High-flux water desalination with interfacial salt sieving effect in nanoporous carbon composite membranes

TL;DR

This study introduces nanoporous carbon composite membranes that achieve high-flux desalination with effective salt rejection through an interfacial salt sieving mechanism, outperforming traditional polymeric membranes in multiple processes.

Contribution

The paper presents a novel nanoporous carbon membrane with a unique salt rejection mechanism and significantly higher freshwater flux compared to existing membranes.

Findings

100% salt rejection across processes

3.5 to 20 times higher freshwater flux

Salt-free interfacial atomic layers

Abstract

Nanoporous carbon composite membranes, comprising a layer of porous carbon fiber structures with an average channel width of 30-60 nm grown on a porous ceramic substrate, are found to exhibit robust desalination effect with high freshwater flux. In three different membrane processes of vacuum membrane distillation, reverse osmosis and forward osmosis, the carbon composite membrane showed 100% salt rejection with 3.5 to 20 times higher freshwater flux compared to existing polymeric membranes. Thermal accounting experiments found that at least 80% of the freshwater pass through the carbon composite membrane with no phase change.
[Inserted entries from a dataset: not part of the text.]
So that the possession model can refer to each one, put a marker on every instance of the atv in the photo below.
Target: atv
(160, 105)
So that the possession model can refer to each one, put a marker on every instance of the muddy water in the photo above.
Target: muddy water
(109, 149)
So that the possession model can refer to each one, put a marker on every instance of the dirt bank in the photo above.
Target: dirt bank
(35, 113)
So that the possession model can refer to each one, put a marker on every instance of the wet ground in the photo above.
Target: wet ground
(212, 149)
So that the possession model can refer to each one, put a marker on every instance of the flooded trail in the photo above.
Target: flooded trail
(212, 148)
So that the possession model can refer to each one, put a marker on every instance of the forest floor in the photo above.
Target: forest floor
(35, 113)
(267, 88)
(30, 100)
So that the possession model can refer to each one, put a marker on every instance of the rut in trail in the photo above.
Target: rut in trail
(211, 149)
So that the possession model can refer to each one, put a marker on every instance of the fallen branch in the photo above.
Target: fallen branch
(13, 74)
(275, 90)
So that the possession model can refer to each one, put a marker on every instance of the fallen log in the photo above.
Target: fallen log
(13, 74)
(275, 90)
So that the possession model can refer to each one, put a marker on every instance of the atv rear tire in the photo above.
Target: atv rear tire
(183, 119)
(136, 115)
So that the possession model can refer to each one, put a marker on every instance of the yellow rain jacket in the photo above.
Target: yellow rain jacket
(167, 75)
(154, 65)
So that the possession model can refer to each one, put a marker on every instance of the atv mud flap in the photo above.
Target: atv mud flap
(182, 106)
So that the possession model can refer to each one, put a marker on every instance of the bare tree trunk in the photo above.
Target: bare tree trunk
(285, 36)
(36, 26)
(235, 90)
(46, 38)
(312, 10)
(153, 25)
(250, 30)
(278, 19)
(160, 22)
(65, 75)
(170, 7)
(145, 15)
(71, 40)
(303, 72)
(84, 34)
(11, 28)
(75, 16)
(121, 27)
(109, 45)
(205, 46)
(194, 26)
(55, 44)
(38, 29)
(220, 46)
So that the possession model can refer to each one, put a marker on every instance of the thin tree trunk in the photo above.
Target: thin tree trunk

Molecular dynamics simulations revealed a unique salt rejection mechanism. When seawater is interfaced with either vapor or the surface of carbon, one to three interfacial atomic layers contain no salt ions. Below the liquid entry pressure, the salt solution is stopped at the openings to the porous channels and forms a meniscus, while the surface layer of freshwater can feed the surface diffusion flux that is fast-transported on the surfaces of the carbon fibers, driven by the chemical potential gradient. As the surface-transported water does not involve a phase change, hence that component involves no energy expenditure in the form of latent heat.